• No results found

In hoofdlijnen bestaan er negen Franse vertalingen en bewerkingen van het

Elucidarium. Thomas van der Noot baseerde zich – mogelijk – op één van die negen.

De meest eenvoudige manier om de zoektocht naar zijn brontekst te beginnen is te bepalen in hoeverre Van der Noots tekst overeenkomt met het Elucidarium zelf. Daaruit kunnen we afleiden of zijn Franse brontekst sterk leek op het Elucidarium, of een meer vrije bewerking was.

De restanten van Van der Noots boekje bevatten tien vragen van een discipel aan een meester. De eerste acht luiden als volgt (de laatste twee zijn zeer gebrekkig overgeleverd): (1) Wie sijn die ghene die verdoempt selen sijn? (2) Welck sijn die vruechden des eewighen levens? (3) Hoe veel chooren der inghelen sijn int eewich leven? (4) Hebben wi ieghelijck eenen goeden inghel die ons bewaert? (5) Waerom verliest die mane somtijts haer licht oft claerheyt? (6) Wat es den den reghenboghe die wi dicwijls in den hemel sien? (7) Hoe salmen leven om in den hemel te comen? (8) Welck sijn die sacramenten? De meeste van die vragen doen sterk denken aan het Latijnse Elucidarium, hoewel ze er duidelijk niet direct aan ontleend zijn. De eerste vraag is er wel min of meer in terug te vinden (Lat III.68: ‘Qui judicantur et pereunt?’, wie worden geoordeeld en gaan verloren?), evenals de vierde (Lat II.88: ‘Habent homines custodes angelos?’, hebben mensen beschermengelen?), terwijl de derde vergelijkbaar is met wat er allemaal gezegd wordt in de slotvragen van het

Elucidarium (Lat III.87 en verder). In elk geval zijn de vragen over de maan, de

regenboog en de sacramenten niet afkomstig uit het Elucidarium. Als Van der Noot uitging van een van de vijf getrouwe Franse vertalingen, dan zijn deze vragen wellicht toevoegingen die hij zelf heeft aangebracht. Dat is een mogelijkheid die we in ons achterhoofd moeten houden, maar vooralsnog ligt het voor de hand dat Van der Noot zich níet baseerde op een getrouwe vertaling. De gedeeltelijke vertaling van Pierre de Peckham valt ook af. Hij beperkte zich tot het eerste boek van het Elucidarium, terwijl de vragen over de vreugden van het eeuwig leven en de verdoemenis van sommige mensen aansluiten bij wat Honorius in zijn derde boek schreef. Overigens is er ook een andere reden om deze teksten te laten afvallen. Van der Noot ging bij zijn vertalingen over het algemeen uit van buitenlandse teksten die in zijn eigen tijd populair waren en gedrukt werden.22 Geen van deze teksten heeft echter in Frankrijk de drukpers gehaald. Datzelfde bezwaar geldt voor de Provençaalse Lucidari, die los daarvan alleen al vanwege zijn herkomst en (gezien zijn huidige overlevering) mogelijk geringe verspreiding geen voor de hand liggende bron voor een Brusselse druk geweest zou zijn.
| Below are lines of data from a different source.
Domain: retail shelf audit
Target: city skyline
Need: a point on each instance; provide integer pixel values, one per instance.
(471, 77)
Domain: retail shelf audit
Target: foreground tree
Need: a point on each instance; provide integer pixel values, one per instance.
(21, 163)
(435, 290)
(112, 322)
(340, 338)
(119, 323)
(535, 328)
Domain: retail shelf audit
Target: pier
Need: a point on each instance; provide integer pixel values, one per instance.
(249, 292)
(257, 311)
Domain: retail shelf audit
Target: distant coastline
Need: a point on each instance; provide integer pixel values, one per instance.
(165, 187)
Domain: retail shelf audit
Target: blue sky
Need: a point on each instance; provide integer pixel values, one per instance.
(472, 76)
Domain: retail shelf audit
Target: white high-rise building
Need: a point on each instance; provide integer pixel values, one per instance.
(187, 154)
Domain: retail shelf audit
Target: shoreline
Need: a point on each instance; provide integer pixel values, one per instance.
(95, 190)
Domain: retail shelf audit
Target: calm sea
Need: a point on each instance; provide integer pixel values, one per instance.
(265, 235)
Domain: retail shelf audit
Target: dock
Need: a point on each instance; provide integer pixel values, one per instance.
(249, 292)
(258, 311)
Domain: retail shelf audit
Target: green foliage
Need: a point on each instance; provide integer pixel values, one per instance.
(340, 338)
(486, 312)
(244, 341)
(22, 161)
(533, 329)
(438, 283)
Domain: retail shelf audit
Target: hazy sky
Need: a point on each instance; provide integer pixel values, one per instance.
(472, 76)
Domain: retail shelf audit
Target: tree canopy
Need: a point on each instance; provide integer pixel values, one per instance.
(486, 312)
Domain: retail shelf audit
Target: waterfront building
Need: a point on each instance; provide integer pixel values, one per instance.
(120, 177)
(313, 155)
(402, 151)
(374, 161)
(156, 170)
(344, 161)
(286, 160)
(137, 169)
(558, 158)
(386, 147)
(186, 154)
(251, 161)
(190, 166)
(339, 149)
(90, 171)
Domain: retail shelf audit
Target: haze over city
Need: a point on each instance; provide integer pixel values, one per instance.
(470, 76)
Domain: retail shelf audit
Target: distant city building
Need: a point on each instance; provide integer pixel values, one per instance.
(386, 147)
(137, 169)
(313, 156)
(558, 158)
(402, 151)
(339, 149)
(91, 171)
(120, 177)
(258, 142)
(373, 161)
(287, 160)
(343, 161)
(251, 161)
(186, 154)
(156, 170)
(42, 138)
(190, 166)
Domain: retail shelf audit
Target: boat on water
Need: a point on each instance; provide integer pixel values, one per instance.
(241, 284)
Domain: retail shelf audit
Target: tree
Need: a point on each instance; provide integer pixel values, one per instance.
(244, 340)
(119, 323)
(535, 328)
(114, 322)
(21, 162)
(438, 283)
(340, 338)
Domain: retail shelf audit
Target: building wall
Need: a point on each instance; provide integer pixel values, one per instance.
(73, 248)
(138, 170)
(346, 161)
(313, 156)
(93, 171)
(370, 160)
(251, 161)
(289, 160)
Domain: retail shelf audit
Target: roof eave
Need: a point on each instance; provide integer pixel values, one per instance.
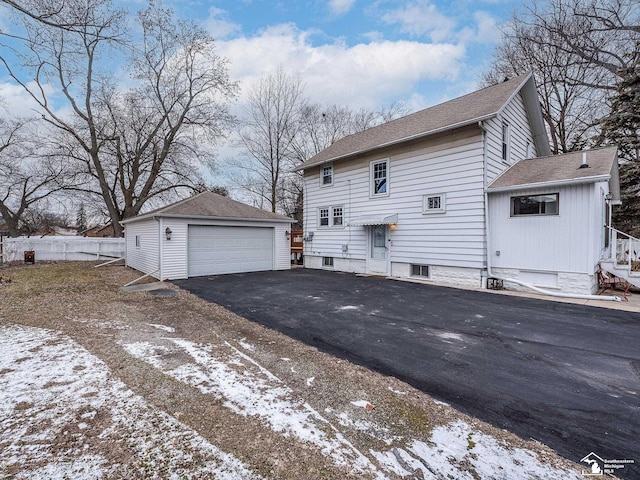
(453, 126)
(554, 183)
(206, 217)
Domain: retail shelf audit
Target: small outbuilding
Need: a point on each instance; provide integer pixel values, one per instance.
(207, 234)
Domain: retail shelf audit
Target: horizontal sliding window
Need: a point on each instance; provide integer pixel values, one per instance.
(546, 204)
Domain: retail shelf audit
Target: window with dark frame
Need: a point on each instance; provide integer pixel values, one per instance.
(327, 175)
(324, 217)
(379, 179)
(420, 271)
(505, 142)
(337, 216)
(546, 204)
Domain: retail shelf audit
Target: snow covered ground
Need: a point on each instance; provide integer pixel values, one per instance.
(247, 388)
(64, 416)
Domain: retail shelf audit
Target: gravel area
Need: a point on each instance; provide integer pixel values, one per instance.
(96, 382)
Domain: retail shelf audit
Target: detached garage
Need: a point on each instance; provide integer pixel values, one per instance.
(207, 234)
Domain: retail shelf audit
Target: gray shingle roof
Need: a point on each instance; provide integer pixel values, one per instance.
(558, 169)
(460, 111)
(209, 204)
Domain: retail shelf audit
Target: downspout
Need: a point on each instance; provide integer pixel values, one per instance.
(160, 246)
(490, 273)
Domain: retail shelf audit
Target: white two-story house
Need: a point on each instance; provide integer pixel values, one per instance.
(413, 197)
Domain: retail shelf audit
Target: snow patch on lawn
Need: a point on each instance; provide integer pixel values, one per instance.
(455, 450)
(458, 444)
(62, 415)
(164, 328)
(254, 392)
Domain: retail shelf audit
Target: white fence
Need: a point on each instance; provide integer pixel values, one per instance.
(62, 248)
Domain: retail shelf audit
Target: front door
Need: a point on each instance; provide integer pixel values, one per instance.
(378, 255)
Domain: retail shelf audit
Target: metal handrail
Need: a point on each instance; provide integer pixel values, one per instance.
(613, 248)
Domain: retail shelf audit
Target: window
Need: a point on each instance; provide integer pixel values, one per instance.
(337, 216)
(505, 142)
(324, 217)
(420, 271)
(327, 261)
(327, 175)
(331, 216)
(380, 178)
(433, 203)
(546, 204)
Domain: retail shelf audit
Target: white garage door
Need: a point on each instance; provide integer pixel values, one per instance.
(218, 250)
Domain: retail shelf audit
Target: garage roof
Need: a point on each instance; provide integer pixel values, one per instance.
(213, 206)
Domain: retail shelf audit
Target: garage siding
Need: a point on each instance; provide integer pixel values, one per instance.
(283, 247)
(144, 257)
(174, 251)
(216, 250)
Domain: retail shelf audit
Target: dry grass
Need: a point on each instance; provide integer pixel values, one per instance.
(87, 305)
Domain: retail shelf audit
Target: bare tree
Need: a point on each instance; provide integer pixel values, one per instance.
(270, 126)
(601, 33)
(130, 145)
(28, 175)
(570, 108)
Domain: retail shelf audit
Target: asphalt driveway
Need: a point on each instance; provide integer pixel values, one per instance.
(566, 375)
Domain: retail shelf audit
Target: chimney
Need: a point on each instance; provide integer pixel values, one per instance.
(584, 160)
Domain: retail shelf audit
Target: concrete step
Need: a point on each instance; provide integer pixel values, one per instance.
(621, 271)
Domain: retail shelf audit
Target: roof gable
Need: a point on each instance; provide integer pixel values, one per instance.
(461, 111)
(209, 204)
(558, 169)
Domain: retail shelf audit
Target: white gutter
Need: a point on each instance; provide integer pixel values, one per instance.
(556, 183)
(490, 273)
(157, 215)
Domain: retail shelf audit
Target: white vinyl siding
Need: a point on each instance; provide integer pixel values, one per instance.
(555, 243)
(326, 179)
(174, 263)
(450, 164)
(146, 257)
(519, 137)
(174, 252)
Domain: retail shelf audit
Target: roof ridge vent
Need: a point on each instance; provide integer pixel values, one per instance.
(584, 161)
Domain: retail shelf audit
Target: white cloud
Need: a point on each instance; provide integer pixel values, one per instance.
(340, 7)
(218, 25)
(488, 30)
(485, 30)
(16, 102)
(420, 18)
(366, 74)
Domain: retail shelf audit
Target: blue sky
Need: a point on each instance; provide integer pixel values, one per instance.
(359, 53)
(348, 52)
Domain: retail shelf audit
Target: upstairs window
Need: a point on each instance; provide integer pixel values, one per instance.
(505, 142)
(546, 204)
(331, 216)
(337, 216)
(380, 178)
(327, 175)
(324, 217)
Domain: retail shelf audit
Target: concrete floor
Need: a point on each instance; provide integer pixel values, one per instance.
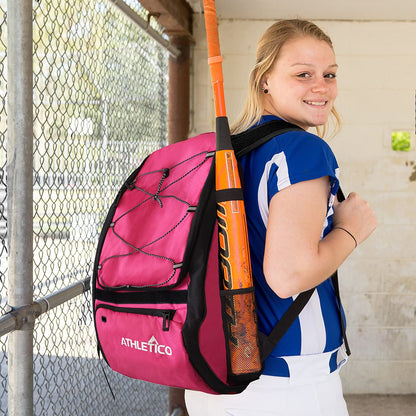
(377, 405)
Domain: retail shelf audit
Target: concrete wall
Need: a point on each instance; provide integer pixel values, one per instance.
(377, 82)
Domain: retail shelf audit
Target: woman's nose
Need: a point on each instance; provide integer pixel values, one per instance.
(319, 85)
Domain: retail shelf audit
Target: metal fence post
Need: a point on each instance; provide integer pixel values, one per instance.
(20, 201)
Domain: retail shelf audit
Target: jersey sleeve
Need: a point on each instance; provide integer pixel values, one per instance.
(296, 157)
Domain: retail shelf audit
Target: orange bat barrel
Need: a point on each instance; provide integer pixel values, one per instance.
(235, 265)
(239, 309)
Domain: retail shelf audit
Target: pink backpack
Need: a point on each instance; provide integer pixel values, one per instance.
(157, 297)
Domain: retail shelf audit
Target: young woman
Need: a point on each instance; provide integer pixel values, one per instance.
(299, 232)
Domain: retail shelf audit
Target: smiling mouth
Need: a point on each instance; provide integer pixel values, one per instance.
(316, 103)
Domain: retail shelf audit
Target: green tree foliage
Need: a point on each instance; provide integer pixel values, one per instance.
(400, 141)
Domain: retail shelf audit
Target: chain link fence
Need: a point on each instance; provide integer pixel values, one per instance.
(100, 106)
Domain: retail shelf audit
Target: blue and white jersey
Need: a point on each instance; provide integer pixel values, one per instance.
(289, 158)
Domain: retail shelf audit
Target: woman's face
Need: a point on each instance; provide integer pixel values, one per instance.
(302, 84)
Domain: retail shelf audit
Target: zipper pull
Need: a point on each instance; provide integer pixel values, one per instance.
(167, 317)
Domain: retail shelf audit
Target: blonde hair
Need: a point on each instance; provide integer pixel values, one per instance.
(268, 50)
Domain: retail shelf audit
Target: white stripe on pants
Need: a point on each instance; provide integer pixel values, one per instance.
(274, 396)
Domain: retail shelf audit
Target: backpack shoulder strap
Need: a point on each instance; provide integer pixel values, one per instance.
(268, 343)
(244, 143)
(249, 140)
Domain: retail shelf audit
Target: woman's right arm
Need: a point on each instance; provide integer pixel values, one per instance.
(296, 259)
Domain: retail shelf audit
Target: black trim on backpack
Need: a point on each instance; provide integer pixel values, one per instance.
(160, 296)
(197, 271)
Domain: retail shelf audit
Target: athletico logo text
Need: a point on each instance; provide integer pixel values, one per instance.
(151, 346)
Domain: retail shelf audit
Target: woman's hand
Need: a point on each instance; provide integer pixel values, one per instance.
(355, 215)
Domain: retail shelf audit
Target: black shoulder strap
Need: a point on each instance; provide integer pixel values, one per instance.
(244, 143)
(250, 139)
(334, 277)
(268, 343)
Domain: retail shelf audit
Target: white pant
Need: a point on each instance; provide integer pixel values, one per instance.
(274, 396)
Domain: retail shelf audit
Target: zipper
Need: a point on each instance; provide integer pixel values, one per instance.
(166, 314)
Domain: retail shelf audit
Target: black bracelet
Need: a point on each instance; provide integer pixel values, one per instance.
(343, 229)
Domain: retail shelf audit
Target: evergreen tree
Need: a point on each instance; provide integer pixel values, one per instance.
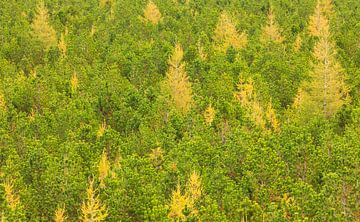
(177, 84)
(42, 29)
(271, 32)
(226, 35)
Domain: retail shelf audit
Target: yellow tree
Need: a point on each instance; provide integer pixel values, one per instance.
(42, 30)
(226, 35)
(60, 215)
(318, 23)
(271, 31)
(177, 84)
(152, 13)
(177, 205)
(327, 91)
(92, 210)
(209, 115)
(104, 167)
(12, 199)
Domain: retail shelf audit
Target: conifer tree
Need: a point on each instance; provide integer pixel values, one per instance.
(271, 117)
(318, 23)
(2, 103)
(60, 215)
(226, 34)
(272, 31)
(209, 115)
(194, 187)
(92, 210)
(104, 167)
(297, 43)
(74, 82)
(12, 199)
(42, 29)
(152, 13)
(62, 45)
(327, 91)
(157, 156)
(177, 204)
(177, 84)
(248, 99)
(101, 130)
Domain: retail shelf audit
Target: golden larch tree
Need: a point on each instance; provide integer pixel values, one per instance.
(42, 30)
(74, 82)
(152, 13)
(92, 210)
(327, 89)
(177, 205)
(297, 43)
(62, 45)
(271, 118)
(60, 214)
(318, 23)
(177, 84)
(271, 31)
(12, 199)
(104, 168)
(226, 35)
(209, 115)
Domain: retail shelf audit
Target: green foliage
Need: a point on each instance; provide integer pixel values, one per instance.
(87, 90)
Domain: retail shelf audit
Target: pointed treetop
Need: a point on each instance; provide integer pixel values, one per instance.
(152, 13)
(272, 31)
(226, 34)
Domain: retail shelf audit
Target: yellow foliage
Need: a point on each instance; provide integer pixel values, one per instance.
(11, 198)
(226, 34)
(327, 7)
(201, 51)
(318, 23)
(177, 83)
(297, 43)
(271, 117)
(157, 156)
(103, 3)
(245, 91)
(74, 82)
(327, 91)
(152, 13)
(2, 103)
(101, 130)
(209, 115)
(60, 215)
(92, 210)
(62, 45)
(271, 32)
(178, 203)
(42, 29)
(194, 186)
(104, 167)
(93, 30)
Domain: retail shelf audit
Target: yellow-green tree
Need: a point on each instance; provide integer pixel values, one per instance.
(271, 31)
(92, 210)
(151, 13)
(177, 84)
(42, 30)
(327, 91)
(60, 214)
(226, 35)
(318, 23)
(104, 168)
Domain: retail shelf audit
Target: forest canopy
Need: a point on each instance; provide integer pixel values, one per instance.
(180, 110)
Na dit aftelrijmpje blijven er maar twee kansrijke bronnen over voor Van der Noot. Hij baseerde zijn Lucidarius-druk waarschijnlijk op ofwel de Lucidaire en vers van Gillebert de Cambres (alleen het Liber tertius, eerste helft dertiende eeuw, negen handschriften en een druk uit 1475/1478 te Lyon), ofwel de Second Lucidaire (vrije bewerking in proza op basis van Vertaling 1, begin veertiende eeuw, acht handschriften en dertien drukken uit 1480-1623 te Lyon, Parijs, Rouen en Troyes). Aangezien niet alle vragen in Van der Noots boekje terug te vinden zijn in het Latijnse Elucidarium wordt de getrouwe vertaling van Gillebert geen grote kanshebber. De Second Lucidaire onderscheidt zich, zoals in de voorgaande paragraaf uiteen is gezet, van het Elucidarium door onder meer toegevoegde catechetische

22

rijtjes en verklaringen van natuurverschijnselen. In Van der Noots druk worden vragen gesteld over maansverduisteringen, regenbogen en de sacramenten, en dat zorgt ervoor dat van alle Franse Elucidarium-afgeleiden de Second Lucidaire verreweg de meest waarschijnlijke bron voor Van der Noot is geweest.

Aan de hand van een recente editie van de Second Lucidaire (1993) laat zich eenvoudig vaststellen dat die conclusie juist is. De acht hierboven genoemde vragen staan alle acht in dezelfde volgorde aan het eind van de Franse tekst:23

(1) Van der Noot: Wie sijn die ghene die verdoempt selen sijn? Second Lucidaire:

Maistre, qui sont ceulx qui seront damnés? (SL 190)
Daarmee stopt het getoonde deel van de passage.